You don’t own or control the data
When using a black box service the tags and other information typically resides within the service. You don’t own it. Instead, you lease access to it. This is a structural problem that is going to be hard to avoid, at least in the visible time horizon.
The best black boxes don’t just include a set of tags. They have deep semantic graphs of what a tag may mean. This is not something they can export to you, should you decide to leave the service. Likewise the data they have about you is probably not actionable, even if you could get a copy. (Your search history, what you like, where you go, etc).
And the semantic processing they do is also going to stay within the service. (Does “ship sinks” indicate a maritime disaster, or plumbing fixture retailing?)
For some people, particularly in the consumer realm, this lack of control may be fine. For many institutions, this can be a deal-breaker.
Good for language localization
Working with multiple languages is an inherent advantage of some black box tagging services. In many cases, the semantic understanding of an image is not tied to a particular language. Google knows that “car” in French is “voiture” so it can provide similar results. (Google also knows that someone searching on “voiture” is interested in a French-based search of cars, and may be more likely to want a Citroën than a Ford.)
As black box tagging services continue to improve, we’ll probably see them become particularly popular for collections that need to serve multilingual audiences.

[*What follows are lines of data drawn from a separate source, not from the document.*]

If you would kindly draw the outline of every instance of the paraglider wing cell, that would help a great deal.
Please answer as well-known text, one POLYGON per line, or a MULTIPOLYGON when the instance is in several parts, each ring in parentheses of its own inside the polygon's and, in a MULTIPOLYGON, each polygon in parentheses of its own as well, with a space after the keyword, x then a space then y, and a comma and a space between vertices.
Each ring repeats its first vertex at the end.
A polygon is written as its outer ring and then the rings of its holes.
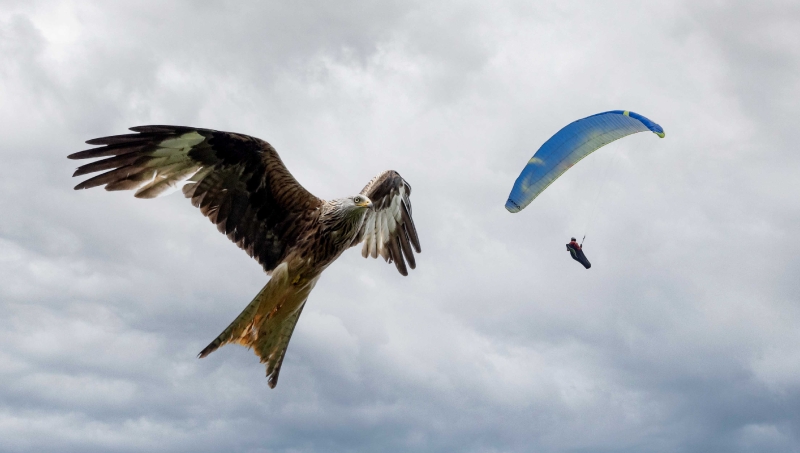
POLYGON ((521 211, 584 157, 614 140, 648 130, 664 137, 661 126, 628 110, 598 113, 568 124, 528 161, 511 189, 506 209, 521 211))

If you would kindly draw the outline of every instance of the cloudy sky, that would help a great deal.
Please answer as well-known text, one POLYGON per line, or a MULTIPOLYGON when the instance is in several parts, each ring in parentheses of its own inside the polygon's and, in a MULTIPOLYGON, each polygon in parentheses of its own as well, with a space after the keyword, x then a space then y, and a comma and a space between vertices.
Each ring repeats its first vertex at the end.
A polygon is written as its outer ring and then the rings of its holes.
POLYGON ((798 74, 794 0, 0 1, 0 451, 800 451, 798 74), (613 109, 666 138, 506 212, 613 109), (322 198, 399 171, 417 269, 345 253, 274 390, 197 360, 267 277, 179 194, 72 190, 142 124, 263 138, 322 198))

Most black boxes ignore your tags
Most of the current efforts to build great black box tagging largely ignore any data that the user bothers to put on the photo. (The main exception seems to be person tagging, which uses your tags to help learn who individuals are). This means that they are often ignoring the most important data in favor of more trivial information.
Most of the examples I’ve seen seem to expect that, given enough horsepower, the machine will learn everything useful, and be able to replace the human. But there is often a lot of context or backstory that is unknowable to the machine. (Why was the picture taken? Why was it uploaded?)
I think that the problem of integrating machine learning and human tagging/curation is being underestimated. (And, yes, that’s one of the things we are working hard on.)
Which way to go?
Eventually, we’re likely to get a really useful hybrid of static tags, black boxes, crowdsource, and human curation. But it does not really exist right now. So what is the best course of action. Here are my thoughts.
- Black boxes are great for consumers. They are less likely to make their own tags, and more likely to get a big boost from some basic machine learning optimization.
- Tagging Services are probably better for organizations. Given the early stage of computational tagging, it’s likely that services and strategy are going to evolve relatively quickly. So I don’t think it’s time to commit to any single service for the long term. That means that “owning” the tags is important. Additionally, static tagging services allow the collection manager to monitor the service, and see when new capabilities rise to the level of usefulness. Status tags also tend to integrate better with the human tagging and curation that most collections depend on.